Ghostwritten is probably my favourite and was Mitchell’s first novel. It takes the reader around the world through a series of subtly interconnected narratives, from a doomsday cult and Sarin gas attack in a Tokyo subway, through stories in Mongolia, St Petersburg, London and finally New York. The final narrative deals with an artificial intelligence that has become sentient called the Zookeeper. The Zookeeper calls a talk radio show called the Night Train to debate with the host the moral question of allowing humanity’s continued and damaging existence on planet Earth. The host, of course, considers the call a prank but indulges the caller, not realising that the Zookeeper is actively making a real decision. The narrative then brings us back to the subway terrorist attack in Tokyo in a fascinating conclusion to the book.

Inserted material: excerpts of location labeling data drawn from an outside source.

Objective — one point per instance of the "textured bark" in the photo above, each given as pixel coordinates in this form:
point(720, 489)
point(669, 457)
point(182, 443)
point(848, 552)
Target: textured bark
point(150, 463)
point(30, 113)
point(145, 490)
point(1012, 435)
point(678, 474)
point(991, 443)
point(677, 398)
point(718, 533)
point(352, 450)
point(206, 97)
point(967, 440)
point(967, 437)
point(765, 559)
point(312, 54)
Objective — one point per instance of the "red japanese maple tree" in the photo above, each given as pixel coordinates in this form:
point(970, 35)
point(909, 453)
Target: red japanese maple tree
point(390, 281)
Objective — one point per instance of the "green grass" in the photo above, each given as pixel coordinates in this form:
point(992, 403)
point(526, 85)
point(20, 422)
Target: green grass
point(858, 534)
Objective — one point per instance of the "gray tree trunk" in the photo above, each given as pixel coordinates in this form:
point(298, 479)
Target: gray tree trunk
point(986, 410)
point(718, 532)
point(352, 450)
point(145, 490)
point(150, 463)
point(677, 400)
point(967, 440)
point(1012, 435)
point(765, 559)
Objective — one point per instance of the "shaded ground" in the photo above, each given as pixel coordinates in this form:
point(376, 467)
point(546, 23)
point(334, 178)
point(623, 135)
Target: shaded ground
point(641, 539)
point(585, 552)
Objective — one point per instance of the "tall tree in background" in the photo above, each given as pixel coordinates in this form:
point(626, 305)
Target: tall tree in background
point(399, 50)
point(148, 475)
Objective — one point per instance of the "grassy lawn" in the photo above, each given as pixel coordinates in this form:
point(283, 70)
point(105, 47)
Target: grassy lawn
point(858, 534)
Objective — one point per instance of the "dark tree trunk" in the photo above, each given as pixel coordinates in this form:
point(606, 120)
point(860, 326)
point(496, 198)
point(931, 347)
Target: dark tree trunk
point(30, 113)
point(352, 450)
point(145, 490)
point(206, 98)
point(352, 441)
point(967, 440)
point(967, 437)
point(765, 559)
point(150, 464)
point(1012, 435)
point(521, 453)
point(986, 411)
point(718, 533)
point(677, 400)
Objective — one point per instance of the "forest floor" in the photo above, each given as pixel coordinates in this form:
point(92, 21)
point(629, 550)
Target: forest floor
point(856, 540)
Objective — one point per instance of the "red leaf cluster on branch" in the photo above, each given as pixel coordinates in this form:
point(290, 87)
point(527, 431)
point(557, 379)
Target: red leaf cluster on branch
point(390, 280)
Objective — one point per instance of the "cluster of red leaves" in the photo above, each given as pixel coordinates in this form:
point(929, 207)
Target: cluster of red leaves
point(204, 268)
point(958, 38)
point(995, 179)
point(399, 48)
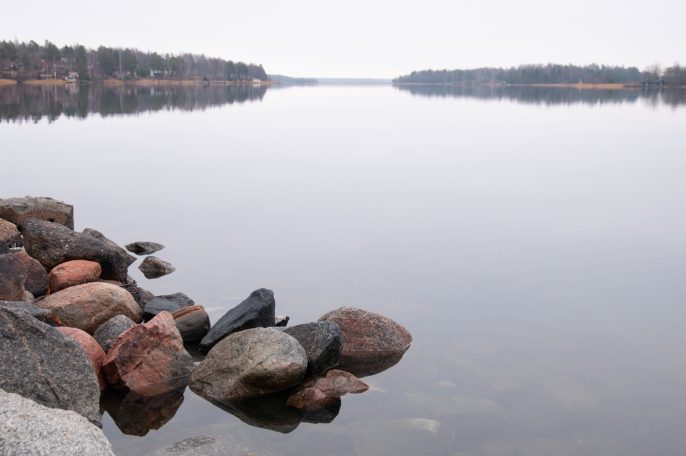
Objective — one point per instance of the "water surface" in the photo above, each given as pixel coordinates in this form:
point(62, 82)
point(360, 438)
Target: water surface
point(532, 243)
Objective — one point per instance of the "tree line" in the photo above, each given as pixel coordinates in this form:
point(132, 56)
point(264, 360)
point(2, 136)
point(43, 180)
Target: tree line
point(548, 74)
point(31, 60)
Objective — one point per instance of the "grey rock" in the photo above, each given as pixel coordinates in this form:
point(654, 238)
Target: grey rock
point(144, 248)
point(35, 311)
point(38, 362)
point(13, 275)
point(256, 311)
point(111, 329)
point(323, 343)
point(250, 363)
point(19, 210)
point(52, 244)
point(31, 429)
point(154, 268)
point(171, 303)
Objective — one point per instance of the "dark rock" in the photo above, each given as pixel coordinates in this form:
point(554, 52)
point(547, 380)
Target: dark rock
point(250, 363)
point(257, 311)
point(19, 210)
point(89, 305)
point(136, 414)
point(192, 323)
point(153, 268)
point(148, 359)
point(108, 332)
point(52, 244)
point(281, 321)
point(39, 363)
point(92, 349)
point(31, 429)
point(144, 248)
point(35, 311)
point(13, 276)
point(74, 272)
point(322, 342)
point(37, 276)
point(170, 303)
point(371, 342)
point(10, 235)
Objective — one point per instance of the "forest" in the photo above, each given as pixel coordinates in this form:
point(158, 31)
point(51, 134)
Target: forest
point(25, 61)
point(549, 74)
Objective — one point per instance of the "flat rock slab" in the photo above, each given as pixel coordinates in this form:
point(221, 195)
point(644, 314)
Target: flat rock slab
point(250, 363)
point(30, 429)
point(256, 311)
point(323, 343)
point(53, 244)
point(154, 268)
point(148, 359)
point(74, 272)
point(19, 210)
point(143, 247)
point(39, 363)
point(371, 342)
point(89, 305)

Even more ambitious is the novel Cloud Atlas, in which Mitchell moves through time rather than space. The novel is composed of narratives, the first beginning as a journal by a passenger on a sailing boat, touring the Pacific islands in 1850. This narrative is encapsulated and part of the story that follows, which concerns the letters of a composer living in Belgium in 1931. This in turn hands over to a murder mystery set in California 1975 and so on. The middle sections of the book are the most fascinating – each section moving further and further into the future – one story becoming part of the next. A genetically engineered clone called Somni~451, who works in a restaurant in a near-future dystopian Korea, observes the previous story as a holographically projected ‘orison’. This then connects to a story about primitive humans in post-apocalyptic Hawaii. The brilliance of the story-telling is truly revealed as in the second half of the novel we work our back through the narratives and back through time. It is pretty masterful. What is even more impressive is Mitchell’s control of language. Each narrative has its own style, from the 1850s journal, through the 1930s letters, the futuristic ‘orison’ and the degraded / evolved language of the tribespeople in a post-apocalyptic paradise.
Mitchell’s concern for detail that informs, his structural experimentation and thematic ambition definitely had an effect on me as a reader and a writer. David Mitchell himself has won the John Llewellyn Rhys prize for fiction and has been nominated for the Man Booker Prize twice. I highly recommend him.